Liguori prosegue: «Se avesse voluto davvero premiare il “Carlo Urbani” avrebbe inserito nel progetto Pnrr anche Jesi tra le realizzazioni di nuove strutture per l’emergenza, come ha fatto per Senigallia e Fabriano, vista la situazione in cui versa il pronto soccorso per organico e spazi. E veniamo al progetto: sono anni che i cittadini di Jesi aspettano una Casa della Salute, promessa già dai precedenti amministratori regionali e mai realizzata. Ricordiamo che la Casa della Salute funziona ormai da molti anni in altre regioni, permettendo di gestire con più efficienza la pandemia con meno problemi per i pazienti».

Secondo il responsabile del Tdm «i cittadini devono sapere che non sono previste assunzioni di personale da destinare all’ospedale e alla Casa di comunità se non, forse, a partire dal 2027 per cui, per tutto il periodo di operatività del Recovery found, esse non saranno attivate. E se la Regione pensa di utilizzare per queste strutture l’attuale personale del Distretto sanitario, si sbaglia di grosso: non è assolutamente sufficiente formato per questo tipo di attività. Peraltro anche dal 2027 il finanziamento del personale rimane molto incerto perché al momento non c’è copertura finanziaria».
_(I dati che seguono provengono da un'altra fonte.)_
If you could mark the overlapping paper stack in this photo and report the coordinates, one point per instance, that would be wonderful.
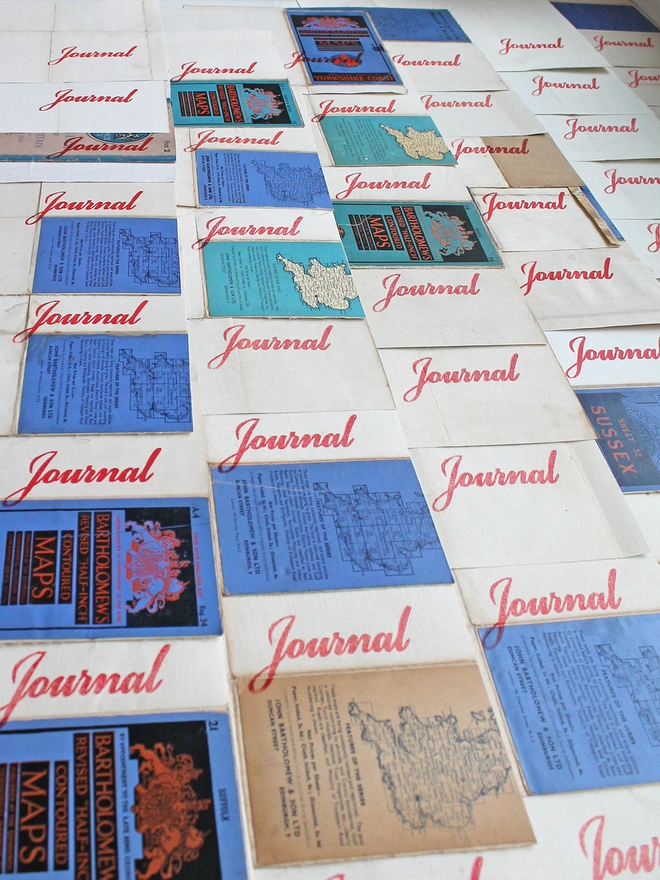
(330, 429)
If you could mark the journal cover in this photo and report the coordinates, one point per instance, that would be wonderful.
(371, 140)
(234, 103)
(353, 764)
(427, 25)
(377, 233)
(125, 797)
(340, 48)
(279, 280)
(325, 526)
(102, 384)
(580, 700)
(107, 255)
(107, 568)
(627, 422)
(260, 179)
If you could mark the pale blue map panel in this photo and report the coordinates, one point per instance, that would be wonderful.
(104, 384)
(325, 526)
(107, 255)
(261, 179)
(279, 279)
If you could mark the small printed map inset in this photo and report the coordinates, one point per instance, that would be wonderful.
(160, 386)
(434, 771)
(641, 677)
(286, 184)
(419, 144)
(377, 531)
(320, 285)
(152, 260)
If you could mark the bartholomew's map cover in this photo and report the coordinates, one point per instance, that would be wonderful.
(375, 763)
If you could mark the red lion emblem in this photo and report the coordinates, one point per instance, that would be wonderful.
(153, 567)
(166, 810)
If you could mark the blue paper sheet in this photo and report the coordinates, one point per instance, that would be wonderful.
(107, 255)
(122, 797)
(325, 526)
(117, 568)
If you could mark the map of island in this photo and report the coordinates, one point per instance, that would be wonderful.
(160, 386)
(419, 144)
(434, 772)
(286, 184)
(152, 260)
(321, 285)
(377, 530)
(641, 677)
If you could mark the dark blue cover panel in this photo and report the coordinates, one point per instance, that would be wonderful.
(602, 16)
(107, 569)
(429, 25)
(582, 700)
(126, 798)
(325, 526)
(105, 384)
(627, 422)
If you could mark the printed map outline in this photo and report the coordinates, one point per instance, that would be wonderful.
(377, 531)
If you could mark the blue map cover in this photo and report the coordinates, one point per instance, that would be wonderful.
(138, 568)
(279, 280)
(107, 255)
(428, 25)
(234, 103)
(602, 16)
(401, 234)
(581, 700)
(374, 140)
(106, 384)
(325, 526)
(340, 47)
(121, 798)
(265, 180)
(627, 422)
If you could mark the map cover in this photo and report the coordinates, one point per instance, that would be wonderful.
(260, 179)
(101, 147)
(427, 25)
(373, 140)
(107, 255)
(234, 103)
(377, 763)
(107, 569)
(106, 384)
(581, 700)
(121, 798)
(340, 47)
(627, 422)
(606, 17)
(279, 280)
(382, 234)
(325, 526)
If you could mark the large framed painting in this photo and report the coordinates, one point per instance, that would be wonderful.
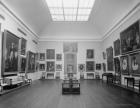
(117, 65)
(41, 67)
(104, 67)
(98, 66)
(36, 56)
(22, 64)
(31, 62)
(23, 46)
(50, 54)
(58, 57)
(124, 65)
(135, 64)
(90, 65)
(104, 55)
(117, 49)
(90, 53)
(50, 66)
(81, 67)
(10, 56)
(70, 47)
(36, 66)
(110, 66)
(41, 56)
(58, 67)
(130, 38)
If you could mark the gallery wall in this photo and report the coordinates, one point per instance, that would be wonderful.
(11, 23)
(81, 55)
(115, 33)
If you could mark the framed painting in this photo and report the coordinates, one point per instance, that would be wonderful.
(135, 64)
(117, 49)
(124, 65)
(41, 67)
(58, 67)
(98, 66)
(70, 47)
(104, 67)
(50, 54)
(36, 66)
(36, 56)
(41, 56)
(110, 59)
(81, 67)
(10, 56)
(50, 66)
(90, 53)
(31, 62)
(58, 57)
(22, 64)
(104, 55)
(130, 38)
(90, 66)
(117, 65)
(23, 46)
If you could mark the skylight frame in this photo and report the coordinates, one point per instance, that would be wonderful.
(71, 10)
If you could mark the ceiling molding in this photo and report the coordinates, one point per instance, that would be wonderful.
(121, 21)
(45, 39)
(19, 20)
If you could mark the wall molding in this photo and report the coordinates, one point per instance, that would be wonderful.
(121, 21)
(18, 19)
(45, 39)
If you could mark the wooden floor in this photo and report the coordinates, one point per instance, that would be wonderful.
(47, 94)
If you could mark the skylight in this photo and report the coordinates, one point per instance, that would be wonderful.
(70, 10)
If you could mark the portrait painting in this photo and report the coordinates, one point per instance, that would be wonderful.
(130, 38)
(70, 47)
(41, 67)
(90, 53)
(22, 64)
(58, 67)
(117, 49)
(104, 55)
(36, 56)
(36, 66)
(135, 64)
(23, 46)
(50, 66)
(81, 67)
(124, 65)
(58, 57)
(31, 62)
(110, 64)
(10, 53)
(104, 67)
(90, 66)
(50, 54)
(42, 56)
(117, 65)
(98, 66)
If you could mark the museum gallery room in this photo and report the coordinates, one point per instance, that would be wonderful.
(69, 53)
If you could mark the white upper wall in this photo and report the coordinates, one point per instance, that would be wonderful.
(69, 30)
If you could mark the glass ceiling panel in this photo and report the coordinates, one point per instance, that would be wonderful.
(70, 10)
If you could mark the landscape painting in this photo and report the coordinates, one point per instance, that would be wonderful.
(135, 64)
(110, 64)
(90, 66)
(50, 54)
(124, 65)
(10, 53)
(130, 38)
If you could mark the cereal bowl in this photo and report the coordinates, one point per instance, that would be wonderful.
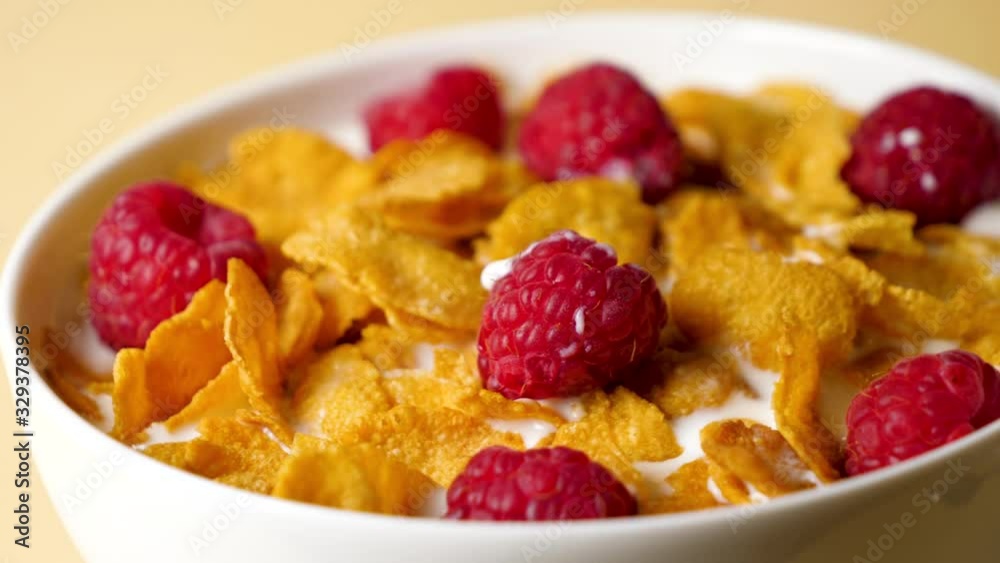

Altra questione riguarda il coinvolgimento dei medici di medicina generale: «Per garantire il funzionamento della Casa di comunità è assolutamente necessaria l’adesione massiccia al progetto dei medici di medicina generale, altrimenti il progetto è destinato a fallire. E noi cittadini ci ricordiamo molto bene quali difficoltà ci sono state per coinvolgere i medici di medicina generale per attività molto meno onerose al livello economico, come le prenotazioni, prestazioni sanitare, ma anche i vaccini».